Acute Myeloid Leukaemia (AML) is an aggressive hematological malignancy with a five-year survival rate of 30%. Activating mutations in FMS-like tyrosine kinase 3 (FLT3) occur in ~30% of AML cases, the majority of which are internal tandem duplications (FLT3-ITD). Suppressor of Cytokine Signalling 2 (SOCS2) features in several AML gene signatures, and elevated SOCS2 expression has consistently been associated with poor prognosis. Although SOCS2 has been reported to negatively regulate FLT3 and FLT3-ITD in overexpression studies, supporting evidence from in vivo models or endogenous cellular systems is lacking.
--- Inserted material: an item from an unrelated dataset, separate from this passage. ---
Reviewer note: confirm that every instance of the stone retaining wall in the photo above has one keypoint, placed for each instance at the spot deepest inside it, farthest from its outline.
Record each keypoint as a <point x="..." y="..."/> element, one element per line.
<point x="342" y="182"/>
My project focused on the association between SOCS2 and FLT3 or FLT3-ITD, using in vivo and in vitro experiments alongside analysis of public AML RNA datasets. Previous work from the Nicholson lab showed that mice with a mutation in the SOCS2-SH2 domain (Socs2R96C) displayed gigantism and were indistinguishable from Socs2-/- mice (Li et al., 2022). Mice carrying FLT3-ITD develop a myeloproliferative disease (Lee et al., 2007).
During my Master’s degree, I investigated the effect of Socs2R96C on the hematopoietic differentiation and survival of Flt3ITD mice. In parallel, FLT3-ITD AML cell lines with SOCS2 overexpression or genetic deletion, were used to examine the functional relationship between SOCS2 and FLT3-ITD. Analysis of RNA data from two public AML cohorts found that SOCS2 expression was associated with FLT3-ITD and with AML primitivity, but not with FLT3. Collectively, these results indicate SOCS2 is linked to AML primitivity and FLT3-ITD expression, rather than acting as a negative regulator of FLT3-ITD signalling.